David Demchuk is a Canadian playwright and novelist,[1] who received a longlisted Scotiabank Giller Prize nomination in 2017 for his debut novel The Bone Mother.[2]
Born in Winnipeg, Manitoba,[2] of Ukrainian descent,[3] he moved to Toronto, Ontario in 1984.
His plays have included Rosalie Sings Alone (1985),[4] If Betty Should Rise (1985),[5] Touch (1986),[6] The World We Live On Turns So That the Sun Appears to Rise (1987),[1] Stay (1990), Mattachine (1991),[7] Thieves in the Night (1992)[8] and The Power of Invention.[9] He received a special Dora Mavor Moore Award in 1986 for Touch.[10] In 1992, Touch was included in Making Out, the first anthology of Canadian plays by gay writers, alongside works by Ken Garnhum, Sky Gilbert, Daniel MacIvor, Harry Rintoul and Colin Thomas.[11]

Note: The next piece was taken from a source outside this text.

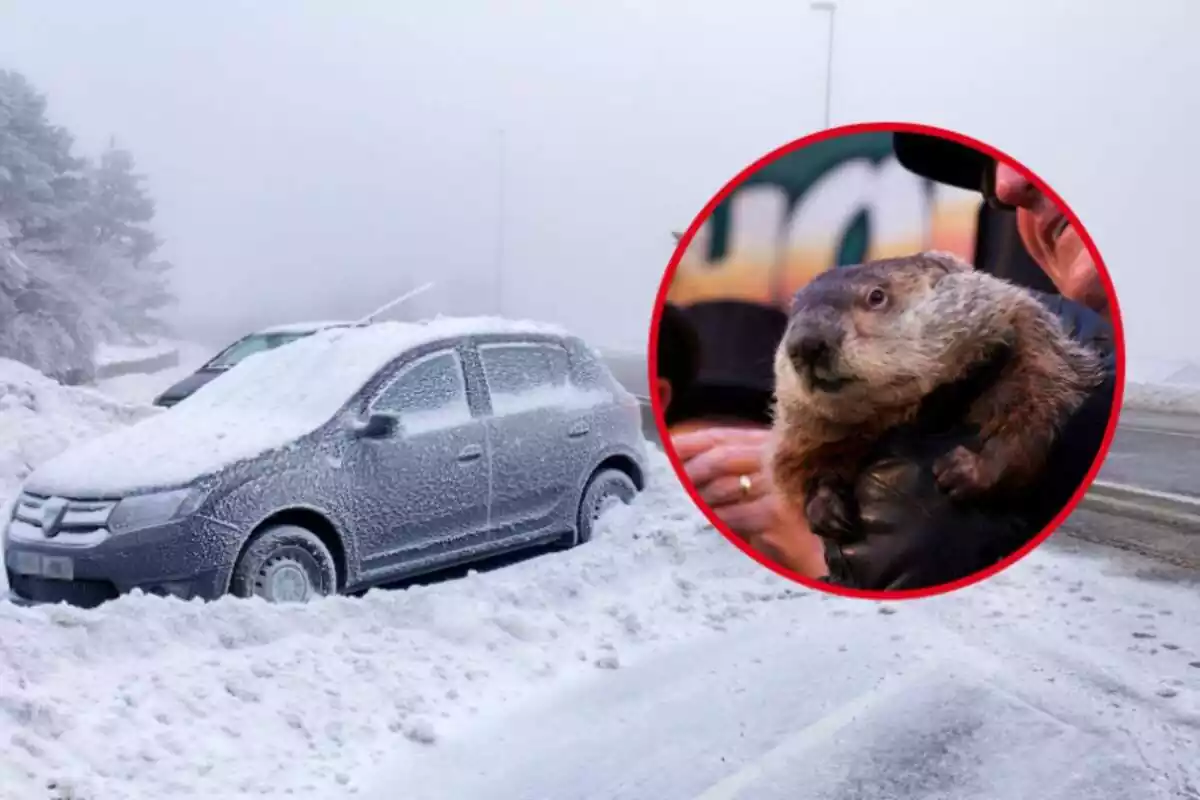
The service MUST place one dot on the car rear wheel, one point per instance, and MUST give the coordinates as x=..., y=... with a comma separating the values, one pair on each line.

After the mid-1990s, Demchuk stopped writing new plays, concentrating on his work at the Canadian Broadcasting Corporation and on writing scripts for radio, film and television.[12] In 1999, he wrote the radio drama Alice in Cyberspace, a contemporary reworking of Alice in Wonderland which aired for ten episodes on CBC Radio's This Morning.[13] His other radio dramas included Alaska, The Island of Dr. Moreau and The Winter Market. In June 2012, he became a contributing writer for the online magazine Torontoist.[14]

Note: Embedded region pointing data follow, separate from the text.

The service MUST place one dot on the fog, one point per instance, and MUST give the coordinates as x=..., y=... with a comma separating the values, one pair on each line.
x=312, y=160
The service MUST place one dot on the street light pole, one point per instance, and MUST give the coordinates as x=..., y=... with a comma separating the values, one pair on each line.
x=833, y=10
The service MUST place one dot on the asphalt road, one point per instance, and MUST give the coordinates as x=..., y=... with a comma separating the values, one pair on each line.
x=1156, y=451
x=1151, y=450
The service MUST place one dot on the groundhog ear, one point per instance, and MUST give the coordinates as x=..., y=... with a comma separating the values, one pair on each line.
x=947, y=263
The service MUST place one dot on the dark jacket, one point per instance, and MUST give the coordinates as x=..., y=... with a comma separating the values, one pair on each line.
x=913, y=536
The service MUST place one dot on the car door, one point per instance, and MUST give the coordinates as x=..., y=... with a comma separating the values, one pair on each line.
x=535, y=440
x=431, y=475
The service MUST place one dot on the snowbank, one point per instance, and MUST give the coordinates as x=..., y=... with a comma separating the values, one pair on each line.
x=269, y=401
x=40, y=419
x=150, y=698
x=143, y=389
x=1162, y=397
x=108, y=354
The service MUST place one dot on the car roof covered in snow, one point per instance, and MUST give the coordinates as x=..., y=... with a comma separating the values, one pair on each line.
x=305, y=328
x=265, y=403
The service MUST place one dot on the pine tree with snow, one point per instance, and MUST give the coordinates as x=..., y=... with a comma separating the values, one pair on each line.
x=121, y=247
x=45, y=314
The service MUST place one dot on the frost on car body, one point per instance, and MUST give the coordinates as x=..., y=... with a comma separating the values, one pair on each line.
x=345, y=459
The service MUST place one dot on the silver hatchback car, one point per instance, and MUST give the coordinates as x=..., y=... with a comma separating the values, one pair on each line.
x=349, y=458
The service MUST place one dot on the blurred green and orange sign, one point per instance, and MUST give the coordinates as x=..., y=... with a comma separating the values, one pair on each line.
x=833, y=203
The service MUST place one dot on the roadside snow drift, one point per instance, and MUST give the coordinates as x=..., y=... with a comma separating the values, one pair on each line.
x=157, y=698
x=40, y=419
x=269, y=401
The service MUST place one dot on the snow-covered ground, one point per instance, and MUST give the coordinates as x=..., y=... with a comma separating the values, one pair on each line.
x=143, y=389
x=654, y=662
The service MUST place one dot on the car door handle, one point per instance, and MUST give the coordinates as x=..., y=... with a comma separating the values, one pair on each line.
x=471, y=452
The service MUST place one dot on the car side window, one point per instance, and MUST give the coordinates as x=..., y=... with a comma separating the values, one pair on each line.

The Bone Mother was published in 2017 by ChiZine Publications.[15] It was the first horror-themed novel ever to receive a nomination for the Giller, an award more commonly associated with conventional literary fiction rather than genre fiction.[16] The book was a shortlisted finalist for the 2018 amazon.ca First Novel Award.[17] His new novel, RED X, published by Strange Light, an imprint of Penguin Random House, was released on August 31, 2021.[18]